A spokesperson for NSW Health said the two staff members who tested positive were both fully vaccinated, while two of the three patients had one dose of vaccine and one patient was unvaccinated.

The oncology ward is not accepting new admissions and all 21 patients on the ward have been tested and are in isolation.

“The hospital is contacting patients who were on those wards at the same time that other patients may have been infectious and asking them to get tested and isolate,” the spokesperson said


FGFR inhibitor a potential option in advanced cholangiocarcinoma

Infigratinib could offer advanced cholangiocarcinoma patients another chance at treatment, a phase II study has shown.

The fibroblast growth factor receptor (FGFR) inhibitor achieved a 23.1% objective response rate (95% CI: 15.6–32.2, 25 of 108 patients) at median follow-up 10.6 months, with one complete response in a patient who had non-target lesions identified at baseline, the authors wrote in The Lancet Gastroenterology & Hepatology.

The drug had a manageable safety profile, with hyperphosphataemia, stomatitis, fatigue and alopecia being the most common adverse events of any grade.

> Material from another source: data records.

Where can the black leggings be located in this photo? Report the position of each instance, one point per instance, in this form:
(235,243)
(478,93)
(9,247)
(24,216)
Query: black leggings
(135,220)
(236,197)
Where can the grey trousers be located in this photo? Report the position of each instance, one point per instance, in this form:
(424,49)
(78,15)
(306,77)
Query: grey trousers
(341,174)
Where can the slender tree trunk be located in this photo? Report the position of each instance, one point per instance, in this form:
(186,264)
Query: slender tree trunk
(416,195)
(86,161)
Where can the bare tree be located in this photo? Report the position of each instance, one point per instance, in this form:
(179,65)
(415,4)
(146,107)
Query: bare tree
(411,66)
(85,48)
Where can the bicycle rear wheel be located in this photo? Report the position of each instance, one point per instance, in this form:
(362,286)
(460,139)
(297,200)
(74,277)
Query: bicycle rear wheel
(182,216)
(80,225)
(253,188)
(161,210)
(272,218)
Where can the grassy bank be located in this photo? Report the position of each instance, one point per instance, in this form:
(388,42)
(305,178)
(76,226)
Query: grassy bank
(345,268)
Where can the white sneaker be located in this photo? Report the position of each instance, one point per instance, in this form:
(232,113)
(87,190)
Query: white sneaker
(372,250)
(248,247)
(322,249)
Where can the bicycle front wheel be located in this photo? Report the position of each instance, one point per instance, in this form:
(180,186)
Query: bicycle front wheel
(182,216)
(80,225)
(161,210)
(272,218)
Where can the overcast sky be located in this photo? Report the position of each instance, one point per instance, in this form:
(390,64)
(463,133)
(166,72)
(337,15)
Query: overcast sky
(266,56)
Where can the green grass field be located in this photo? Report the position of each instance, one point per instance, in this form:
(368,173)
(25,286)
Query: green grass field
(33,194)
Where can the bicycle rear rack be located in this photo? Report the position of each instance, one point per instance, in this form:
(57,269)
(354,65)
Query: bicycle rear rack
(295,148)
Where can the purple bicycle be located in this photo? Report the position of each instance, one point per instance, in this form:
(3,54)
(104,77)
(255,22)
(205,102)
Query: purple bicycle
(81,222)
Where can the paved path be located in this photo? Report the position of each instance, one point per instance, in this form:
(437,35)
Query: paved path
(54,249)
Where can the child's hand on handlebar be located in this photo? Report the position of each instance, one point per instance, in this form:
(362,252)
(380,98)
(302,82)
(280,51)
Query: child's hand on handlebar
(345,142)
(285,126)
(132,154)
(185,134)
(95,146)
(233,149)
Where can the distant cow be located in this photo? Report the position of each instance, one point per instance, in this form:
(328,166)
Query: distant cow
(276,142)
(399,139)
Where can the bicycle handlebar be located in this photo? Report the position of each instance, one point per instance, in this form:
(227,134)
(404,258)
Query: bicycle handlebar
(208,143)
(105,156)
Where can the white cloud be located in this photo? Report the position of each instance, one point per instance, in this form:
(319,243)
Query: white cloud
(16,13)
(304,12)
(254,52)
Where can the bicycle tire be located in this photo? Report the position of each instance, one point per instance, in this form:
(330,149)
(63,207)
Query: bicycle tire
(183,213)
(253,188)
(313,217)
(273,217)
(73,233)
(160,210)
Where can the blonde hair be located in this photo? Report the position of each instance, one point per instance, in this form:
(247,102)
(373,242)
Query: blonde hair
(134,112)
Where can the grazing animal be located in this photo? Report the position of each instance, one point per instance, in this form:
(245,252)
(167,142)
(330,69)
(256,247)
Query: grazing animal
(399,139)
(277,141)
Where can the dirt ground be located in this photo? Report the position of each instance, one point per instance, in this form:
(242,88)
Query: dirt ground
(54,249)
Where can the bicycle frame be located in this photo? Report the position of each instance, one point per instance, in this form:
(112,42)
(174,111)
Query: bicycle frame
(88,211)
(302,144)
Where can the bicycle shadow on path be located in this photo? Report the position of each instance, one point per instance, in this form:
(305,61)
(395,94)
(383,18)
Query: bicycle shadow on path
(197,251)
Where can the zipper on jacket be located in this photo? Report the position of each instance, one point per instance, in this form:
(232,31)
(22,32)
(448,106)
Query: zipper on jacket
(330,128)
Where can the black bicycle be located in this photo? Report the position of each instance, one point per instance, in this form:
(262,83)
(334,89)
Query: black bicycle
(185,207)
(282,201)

Some patients also experienced dry eye and central serous retinopathy-like or retinal pigment epithelial detachment-like events, they wrote.

Patients received 125 mg of oral infigratinib once daily for 21 days of 28-day cycles until disease progression, intolerance, consent withdrawal or death.

“Treatment options are sparse for patients with advanced cholangiocarcinoma after progression on first-line gemcitabine-based therapy,” the authors wrote.

“Infigratinib has promising clinical activity and a manageable adverse event profile in previously treated patients with locally advanced or metastatic cholangiocarcinoma harbouring FGFR2 gene fusions or rearrangements, and so represents a potential new therapeutic option in this setting.”


Doctor wins $450k damages for malicious reviews

A Sydney surgeon has been awarded $450,000 in defamation damages from a woman who mounted a campaign of online abuse and false claims against him after he refused to operate on her.

Dr Warwick Nettle, a Bondi-based plastic and reconstructive surgeon, became the target of virulent abuse, falsehoods and negative reviews from Catherine Cruse in 2018 when he declined to perform surgery on her, based on warnings from another surgeon who had previously treated her.

Dr Nettle took his case to the Federal Court of Australia, which found that his behaviour was professionally appropriate and justifiable, and that the online comments and maliciously false reviews reviews had seriously damaged both his professional reputation and his thriving practice.

As a results of Ms Cruse posting negative reviews, Dr Nettle’s “Google rating” fell from 5 to 3.5 stars and his workload declined significantly.

The court awarded damages of $450,000 to Dr Nettle and granted permanent injunctions barring Ms Cruse from posting further false and defamatory material about him. However Ms Cruse did not take part in the proceedings and could not be traced, having apparently deliberately concealed her whereabouts, the court was told.